Well, there were other factors in play there. htmlspecialchars was a


very early function. Back when PHP had less than 100 functions and the


function hashing mechanism was strlen(). In order to get a nice hash


distribution of function names across the various function name lengths


names were picked specifically to make them fit into a specific length


bucket. This was circa late 1994 when PHP was a tool just for my own


personal use and I wasn’t too worried about not being able to remember


the few function names.





-Rasmus

It’s amazing that it’s true. It is said that this design was later replaced by PHP3. PHP has been working on naming consistency, but compatibility is likely to take years.

0x08, magic_quotes…

It automatically escapes special characters in GPC(GET/POST/COOKIE) variables. Fortunately, PHP 5.4 removed this feature, but some of the more traditional frameworks still have this feature. I just wanted to ask, do you know what I’m going to do with these values? Do you know which characters count as special characters on my side? It is consistent with the idea of being afraid of being infected with HIV. Similarly, configuration has too much and too complex an impact on runtime behavior.

@fopen('http://example.com/not-existing-file', 'r');
Copy the code

It’s a simple line of code, however, and its behavior depends on many environment configurations

PHP will not work if compiled with –disable-url-fopen-wrapper. (The documentation does not say what “does not work” means; Return NULL, throw an exception?


Note that this was removed in PHP 5.2.5.


Allow_url_fopen will not work if it is disabled in php.ini. (Why? No way to know.)


A warning from a Non-Existent file will not be printed because of @.


But if you set rscream. Enabled in php.ini, it will print again.


Or if you manually set scream. Enabled with ini_set.


However, if the error_reporting level is not set, it is different.

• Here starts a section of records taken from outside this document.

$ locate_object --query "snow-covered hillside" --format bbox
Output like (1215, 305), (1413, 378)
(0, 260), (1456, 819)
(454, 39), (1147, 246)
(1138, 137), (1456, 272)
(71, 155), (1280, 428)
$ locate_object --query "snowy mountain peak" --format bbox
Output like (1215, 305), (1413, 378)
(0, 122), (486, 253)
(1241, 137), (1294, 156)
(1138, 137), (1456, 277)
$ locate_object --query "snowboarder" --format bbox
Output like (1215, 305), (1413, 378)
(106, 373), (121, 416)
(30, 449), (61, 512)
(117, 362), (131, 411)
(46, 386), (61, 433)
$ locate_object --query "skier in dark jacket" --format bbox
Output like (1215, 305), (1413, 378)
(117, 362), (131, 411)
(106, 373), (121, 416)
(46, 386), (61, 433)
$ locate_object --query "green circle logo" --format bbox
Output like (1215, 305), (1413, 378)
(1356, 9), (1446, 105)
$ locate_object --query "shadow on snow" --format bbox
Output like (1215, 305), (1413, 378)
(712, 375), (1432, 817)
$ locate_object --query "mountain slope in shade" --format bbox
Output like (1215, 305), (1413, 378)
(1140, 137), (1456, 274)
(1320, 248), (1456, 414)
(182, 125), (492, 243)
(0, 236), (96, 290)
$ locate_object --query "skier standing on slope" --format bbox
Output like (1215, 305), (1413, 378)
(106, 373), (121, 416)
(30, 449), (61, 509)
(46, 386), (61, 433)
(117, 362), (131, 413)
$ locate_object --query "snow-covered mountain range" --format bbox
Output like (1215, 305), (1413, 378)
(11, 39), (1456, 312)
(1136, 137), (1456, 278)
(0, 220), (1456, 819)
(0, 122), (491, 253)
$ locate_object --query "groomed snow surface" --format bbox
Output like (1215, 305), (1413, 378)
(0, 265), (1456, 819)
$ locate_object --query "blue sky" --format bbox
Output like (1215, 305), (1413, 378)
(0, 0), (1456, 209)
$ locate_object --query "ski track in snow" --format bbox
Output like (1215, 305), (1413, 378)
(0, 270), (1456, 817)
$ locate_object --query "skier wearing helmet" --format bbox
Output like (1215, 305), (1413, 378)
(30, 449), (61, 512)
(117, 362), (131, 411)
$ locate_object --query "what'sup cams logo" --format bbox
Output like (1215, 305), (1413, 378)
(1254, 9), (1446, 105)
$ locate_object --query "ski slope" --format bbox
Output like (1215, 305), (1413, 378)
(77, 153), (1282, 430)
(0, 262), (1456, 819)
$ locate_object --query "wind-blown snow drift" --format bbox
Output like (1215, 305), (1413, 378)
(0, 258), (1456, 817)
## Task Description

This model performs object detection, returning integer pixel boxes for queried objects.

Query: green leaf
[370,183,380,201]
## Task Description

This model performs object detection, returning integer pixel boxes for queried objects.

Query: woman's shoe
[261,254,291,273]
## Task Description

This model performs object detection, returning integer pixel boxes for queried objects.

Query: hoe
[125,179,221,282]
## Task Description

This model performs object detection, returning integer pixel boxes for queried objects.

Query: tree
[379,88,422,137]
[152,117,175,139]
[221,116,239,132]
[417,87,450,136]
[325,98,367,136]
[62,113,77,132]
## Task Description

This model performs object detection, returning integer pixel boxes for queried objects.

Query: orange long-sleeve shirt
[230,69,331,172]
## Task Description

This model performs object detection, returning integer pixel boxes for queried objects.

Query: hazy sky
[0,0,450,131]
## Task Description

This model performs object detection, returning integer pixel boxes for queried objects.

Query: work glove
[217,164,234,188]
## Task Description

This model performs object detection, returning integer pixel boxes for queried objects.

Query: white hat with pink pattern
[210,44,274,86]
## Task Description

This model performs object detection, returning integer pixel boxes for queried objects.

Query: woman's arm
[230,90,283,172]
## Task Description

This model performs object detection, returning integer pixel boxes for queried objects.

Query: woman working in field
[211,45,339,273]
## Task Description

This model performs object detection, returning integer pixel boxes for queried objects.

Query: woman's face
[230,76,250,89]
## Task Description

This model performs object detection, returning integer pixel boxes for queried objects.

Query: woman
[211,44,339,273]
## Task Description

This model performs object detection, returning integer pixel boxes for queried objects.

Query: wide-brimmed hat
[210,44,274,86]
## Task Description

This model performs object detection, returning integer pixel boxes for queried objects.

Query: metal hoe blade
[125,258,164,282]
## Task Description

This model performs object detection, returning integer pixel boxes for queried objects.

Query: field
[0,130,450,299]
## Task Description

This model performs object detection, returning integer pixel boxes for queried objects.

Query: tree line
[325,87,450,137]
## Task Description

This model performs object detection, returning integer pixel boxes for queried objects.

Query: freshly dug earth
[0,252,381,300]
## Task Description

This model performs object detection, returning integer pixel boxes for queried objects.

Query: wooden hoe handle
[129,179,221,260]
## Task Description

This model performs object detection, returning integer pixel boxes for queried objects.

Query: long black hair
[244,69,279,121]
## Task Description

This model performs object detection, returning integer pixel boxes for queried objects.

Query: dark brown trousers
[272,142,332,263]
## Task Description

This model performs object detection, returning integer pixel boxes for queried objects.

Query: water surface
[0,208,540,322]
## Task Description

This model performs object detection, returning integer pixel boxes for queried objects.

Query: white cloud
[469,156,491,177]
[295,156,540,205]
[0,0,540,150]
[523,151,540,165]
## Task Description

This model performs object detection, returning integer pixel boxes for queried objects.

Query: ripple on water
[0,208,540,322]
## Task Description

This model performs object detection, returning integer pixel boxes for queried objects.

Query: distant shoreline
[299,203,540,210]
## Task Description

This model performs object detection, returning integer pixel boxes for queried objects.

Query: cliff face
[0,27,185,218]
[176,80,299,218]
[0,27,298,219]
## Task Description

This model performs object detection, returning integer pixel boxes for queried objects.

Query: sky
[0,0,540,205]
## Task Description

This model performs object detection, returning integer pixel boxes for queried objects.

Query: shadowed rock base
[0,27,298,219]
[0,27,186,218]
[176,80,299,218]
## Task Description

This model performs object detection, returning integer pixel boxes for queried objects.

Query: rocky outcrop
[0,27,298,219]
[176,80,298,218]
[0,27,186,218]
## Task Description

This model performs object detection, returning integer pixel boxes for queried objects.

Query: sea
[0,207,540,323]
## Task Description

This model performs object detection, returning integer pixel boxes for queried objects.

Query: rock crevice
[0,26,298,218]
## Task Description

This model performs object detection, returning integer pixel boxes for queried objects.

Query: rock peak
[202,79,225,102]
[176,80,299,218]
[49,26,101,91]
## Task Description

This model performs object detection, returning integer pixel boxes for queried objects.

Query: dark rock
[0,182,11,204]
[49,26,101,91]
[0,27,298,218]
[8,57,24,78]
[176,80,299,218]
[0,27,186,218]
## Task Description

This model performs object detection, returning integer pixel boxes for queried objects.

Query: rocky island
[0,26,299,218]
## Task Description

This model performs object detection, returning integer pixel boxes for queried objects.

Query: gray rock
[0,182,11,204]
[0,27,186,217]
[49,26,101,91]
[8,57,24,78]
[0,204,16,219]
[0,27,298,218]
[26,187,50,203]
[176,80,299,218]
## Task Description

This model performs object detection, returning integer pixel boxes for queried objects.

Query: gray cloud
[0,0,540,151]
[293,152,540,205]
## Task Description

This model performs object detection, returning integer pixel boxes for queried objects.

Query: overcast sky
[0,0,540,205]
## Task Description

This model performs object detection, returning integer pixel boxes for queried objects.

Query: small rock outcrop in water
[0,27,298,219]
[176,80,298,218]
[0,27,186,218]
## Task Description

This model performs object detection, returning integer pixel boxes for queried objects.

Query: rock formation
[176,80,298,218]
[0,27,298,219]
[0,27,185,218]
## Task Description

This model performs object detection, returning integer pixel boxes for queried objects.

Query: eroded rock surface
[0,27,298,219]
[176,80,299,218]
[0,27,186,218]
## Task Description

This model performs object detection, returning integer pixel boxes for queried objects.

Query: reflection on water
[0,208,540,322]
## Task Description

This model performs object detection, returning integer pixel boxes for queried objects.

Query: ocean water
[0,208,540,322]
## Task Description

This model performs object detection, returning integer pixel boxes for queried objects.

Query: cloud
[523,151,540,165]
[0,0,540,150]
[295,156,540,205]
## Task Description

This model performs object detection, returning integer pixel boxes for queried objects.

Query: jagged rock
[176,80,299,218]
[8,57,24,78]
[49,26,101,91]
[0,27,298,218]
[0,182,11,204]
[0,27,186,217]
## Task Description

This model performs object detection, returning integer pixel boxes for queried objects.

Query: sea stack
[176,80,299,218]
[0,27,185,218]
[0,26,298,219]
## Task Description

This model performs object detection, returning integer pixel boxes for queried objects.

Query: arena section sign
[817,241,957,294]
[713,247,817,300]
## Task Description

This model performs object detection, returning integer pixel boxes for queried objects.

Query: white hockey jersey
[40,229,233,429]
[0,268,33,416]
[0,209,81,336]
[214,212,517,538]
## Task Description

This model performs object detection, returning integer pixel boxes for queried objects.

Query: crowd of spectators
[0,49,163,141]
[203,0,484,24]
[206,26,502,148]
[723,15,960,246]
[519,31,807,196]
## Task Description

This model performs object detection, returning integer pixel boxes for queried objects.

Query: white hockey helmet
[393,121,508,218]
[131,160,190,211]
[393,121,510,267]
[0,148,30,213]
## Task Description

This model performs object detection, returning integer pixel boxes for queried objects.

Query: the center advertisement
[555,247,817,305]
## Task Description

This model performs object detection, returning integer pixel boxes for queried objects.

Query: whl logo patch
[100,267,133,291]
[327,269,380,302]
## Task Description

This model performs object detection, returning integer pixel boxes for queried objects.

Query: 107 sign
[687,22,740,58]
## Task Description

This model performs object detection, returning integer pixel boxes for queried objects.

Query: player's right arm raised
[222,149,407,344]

If printed out, the exact direction depends on display_errors, again in php.ini. Or in ini_set.

The best words hide the most dark magic. The only way to avoid this pit is to make sure that the compilation parameters are consistent and the configuration parameters are consistent across all environments.

0x09, Error and Exception are completely different mechanisms

PHP errors (internally, called trigger_error) cannot be caught by try/catch.


Similarly, exceptions cannot be triggered by the set_error_handler installed error handler.


Instead, there is a separate set_Exception_handler to handle uncaught exceptions.


Fatal errors (e.g., new ClassDoesntExist()) cannot be caught by anything, a large number of completely harmless operations throw Fatal errors that are forced to terminate your program for some controversial reason.

Above, the general framework level will help you solve the application level do not need to worry too much.

0x0A, more pits

Eev. Ee/blog / 2012/0… PHP is a bad design, but it is still in a low version, some of the problems have been resolved, English is not good to see the translation, five major damage, comprehensive analysis of PHP – open source Chinese community

In fact, the 8th and 9th pits I mentioned were also mentioned in the article above, so I copied them. The other pits that I didn’t think were deep, I didn’t think they were that serious.

Of course, PHP has a lot of potholes and it is possible to write perfectly correct code if the user is skilled enough, but most of us are human and potholes are, more or less, a negative effect. Many phpers who have worked for more than five years still fall into these pits.